Thinking about the geography, physical and human, I cannot help but reflect upon the conflicts which bedevil the regions. The idea that India might divert the Indus is terrifying. Similarly, the Brahmaputra and the Ganges make a tempting target for China particularly if its arid north suffers ever more drought. But the real locus of pessimism lies in the Levant (to use a neutral term). It seems to me that two peoples fight over a piece of land that may well become unhabitable. It is likely that there may be a technological solution to the heat – air-conditioning for all maybe. Some clever engineers may need to solve the problem of nuclear fusion first, good luck with that. What I cannot see is a solution to the mania, the depravity, the insanity, the inhumanity which have been vomited forth of late. I think primarily of Palestine but the same applies in Sudan. The anodyne sounding RSF, emerging from the satanic Janjaweed, is equal in its wickedness and depravity to the IDF.
I can envisage that it is not a forlorn hope that technological solutions will be derived to ameliorate climate disaster and political answers to disputes over resources. However, I see no mass psychotherapeutic solution to Israel and its ilk. The IDF admits it had aerial surveillance on the al-Baqa café in Gaza City before it dropped a powerful yet indiscriminate bomb on it. They knew, then, that it was full of innocent people. The IDF and its political masters and apologists have no conscience, no empathy. We are now told that empathy is a weakness, Curtis Yarvin and Elon Musk, or a sin, deranged Christian nationalists. Never mind that lack of empathy is a symptom of psychopathy. But why would that surprise anyone? It seems that psychopathy is the indispensable ingredient for political or economic power amongst Western countries. Witness Trump and his acolytes. Perhaps it was always the case. We do not descend into an abyss of heinous insanity. We were already there.

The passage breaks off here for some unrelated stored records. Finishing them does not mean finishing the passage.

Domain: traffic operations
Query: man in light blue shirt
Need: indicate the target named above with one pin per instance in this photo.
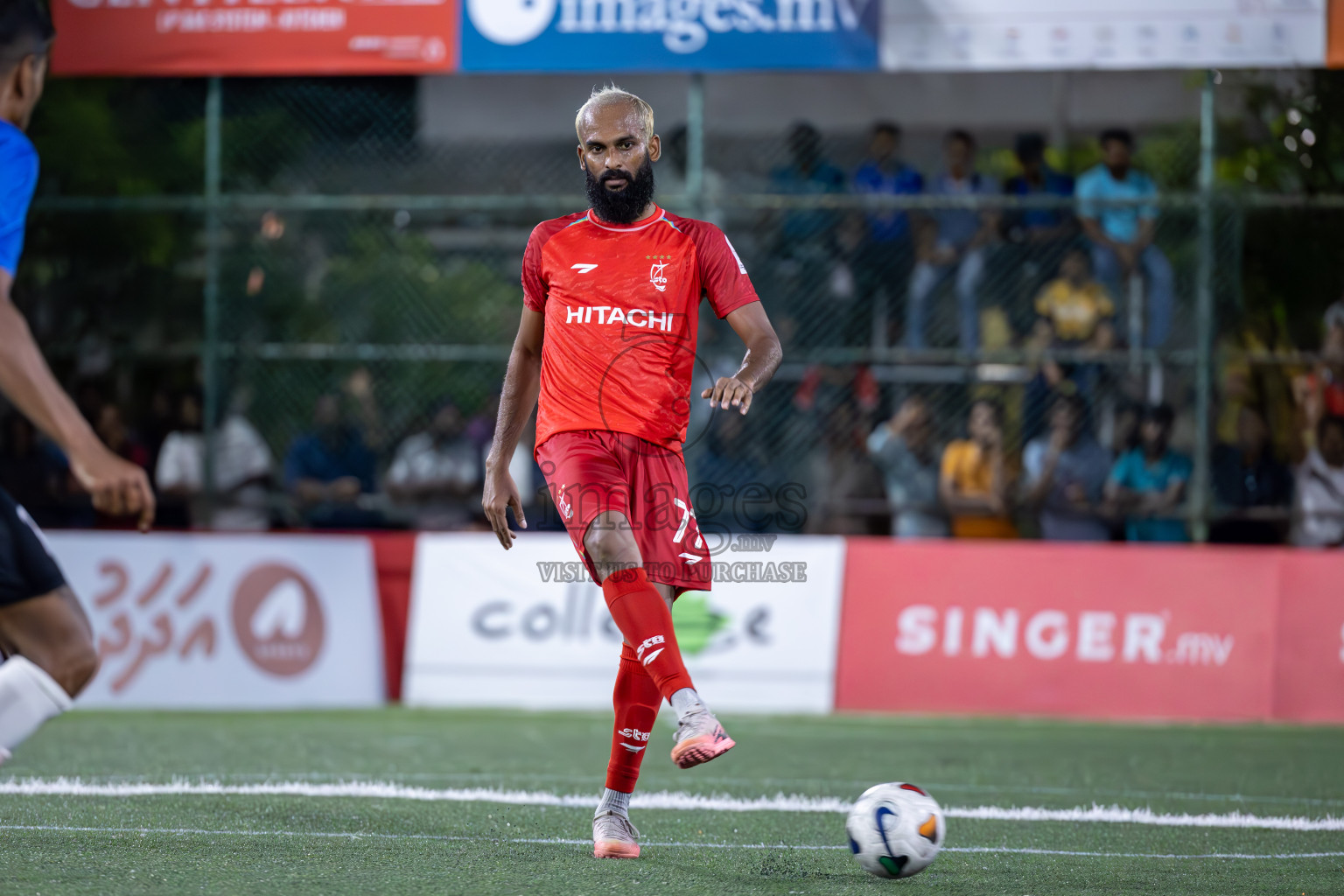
(905, 452)
(1148, 482)
(1123, 234)
(952, 243)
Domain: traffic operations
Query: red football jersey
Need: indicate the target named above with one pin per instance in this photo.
(621, 305)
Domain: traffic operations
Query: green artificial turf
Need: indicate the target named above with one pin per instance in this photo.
(288, 844)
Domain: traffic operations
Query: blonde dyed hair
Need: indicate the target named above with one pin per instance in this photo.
(611, 95)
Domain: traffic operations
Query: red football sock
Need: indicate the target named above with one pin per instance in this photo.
(636, 700)
(646, 621)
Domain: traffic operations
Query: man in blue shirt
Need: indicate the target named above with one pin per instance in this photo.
(43, 632)
(1123, 234)
(952, 243)
(882, 268)
(330, 469)
(805, 248)
(1148, 482)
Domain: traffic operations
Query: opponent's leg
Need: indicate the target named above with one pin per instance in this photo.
(636, 700)
(52, 657)
(644, 615)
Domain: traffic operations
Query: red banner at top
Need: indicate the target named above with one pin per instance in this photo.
(255, 37)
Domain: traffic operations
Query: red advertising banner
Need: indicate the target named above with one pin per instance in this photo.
(1092, 630)
(255, 37)
(1309, 667)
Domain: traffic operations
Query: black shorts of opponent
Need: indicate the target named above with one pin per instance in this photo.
(25, 569)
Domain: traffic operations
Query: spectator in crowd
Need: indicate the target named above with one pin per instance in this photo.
(887, 253)
(975, 484)
(242, 471)
(1250, 486)
(1066, 476)
(672, 173)
(804, 253)
(1074, 313)
(1321, 393)
(808, 173)
(112, 429)
(437, 473)
(1320, 489)
(842, 480)
(1033, 238)
(115, 433)
(330, 469)
(1148, 484)
(1123, 235)
(903, 451)
(952, 243)
(1038, 228)
(32, 474)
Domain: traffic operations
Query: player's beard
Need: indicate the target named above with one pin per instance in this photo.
(621, 206)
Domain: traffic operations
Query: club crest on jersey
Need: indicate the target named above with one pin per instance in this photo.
(657, 274)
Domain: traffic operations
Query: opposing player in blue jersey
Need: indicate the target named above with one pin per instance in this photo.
(45, 635)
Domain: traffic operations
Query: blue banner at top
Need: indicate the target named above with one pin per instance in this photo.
(668, 35)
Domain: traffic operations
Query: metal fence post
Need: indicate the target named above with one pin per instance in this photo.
(1200, 492)
(210, 294)
(695, 144)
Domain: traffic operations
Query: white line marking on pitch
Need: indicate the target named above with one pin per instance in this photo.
(559, 841)
(769, 782)
(664, 800)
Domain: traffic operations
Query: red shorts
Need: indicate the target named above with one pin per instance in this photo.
(592, 472)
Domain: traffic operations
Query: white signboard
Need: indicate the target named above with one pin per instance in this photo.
(970, 35)
(218, 621)
(524, 629)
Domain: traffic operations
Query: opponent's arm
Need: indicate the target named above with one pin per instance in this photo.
(522, 384)
(117, 486)
(760, 364)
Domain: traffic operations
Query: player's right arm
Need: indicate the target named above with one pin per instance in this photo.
(522, 384)
(117, 486)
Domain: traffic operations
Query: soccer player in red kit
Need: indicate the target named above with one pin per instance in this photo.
(606, 351)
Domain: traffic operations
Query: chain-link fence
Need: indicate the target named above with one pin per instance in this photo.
(316, 269)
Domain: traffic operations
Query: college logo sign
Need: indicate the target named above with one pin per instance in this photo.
(651, 35)
(528, 629)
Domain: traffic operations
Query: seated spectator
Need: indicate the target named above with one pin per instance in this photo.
(242, 472)
(975, 484)
(1320, 489)
(905, 453)
(1066, 476)
(1148, 484)
(1123, 235)
(1250, 486)
(952, 245)
(330, 469)
(438, 474)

The answer to my question about the nature of pessimism which prevails in my mind is both. The world deteriorates but I, subliminally, over-emphasise as I progress towards death.
The world is a sacred vessel that cannot be changed. He who changes it will destroy it. He who seizes it will lose it.
Chapter 29 Tao Te Ching
Excellent commentary and yes, whether or not we agree on climate change, we should be able to see the direct that nature is heading, and do our best to mitigate the end result.
They say that we always think our own times are the worst, especially as we get older; but I really feel it is getting worse. As we have moved from the real to the virtual, technology ascends ever further and the population far outstrips our capacity to cope with it on every front, greed and panic over resources will result in even more depraved behaviour, justified in all kinds of perverse ways. Yes - I would rather not be around to see all this.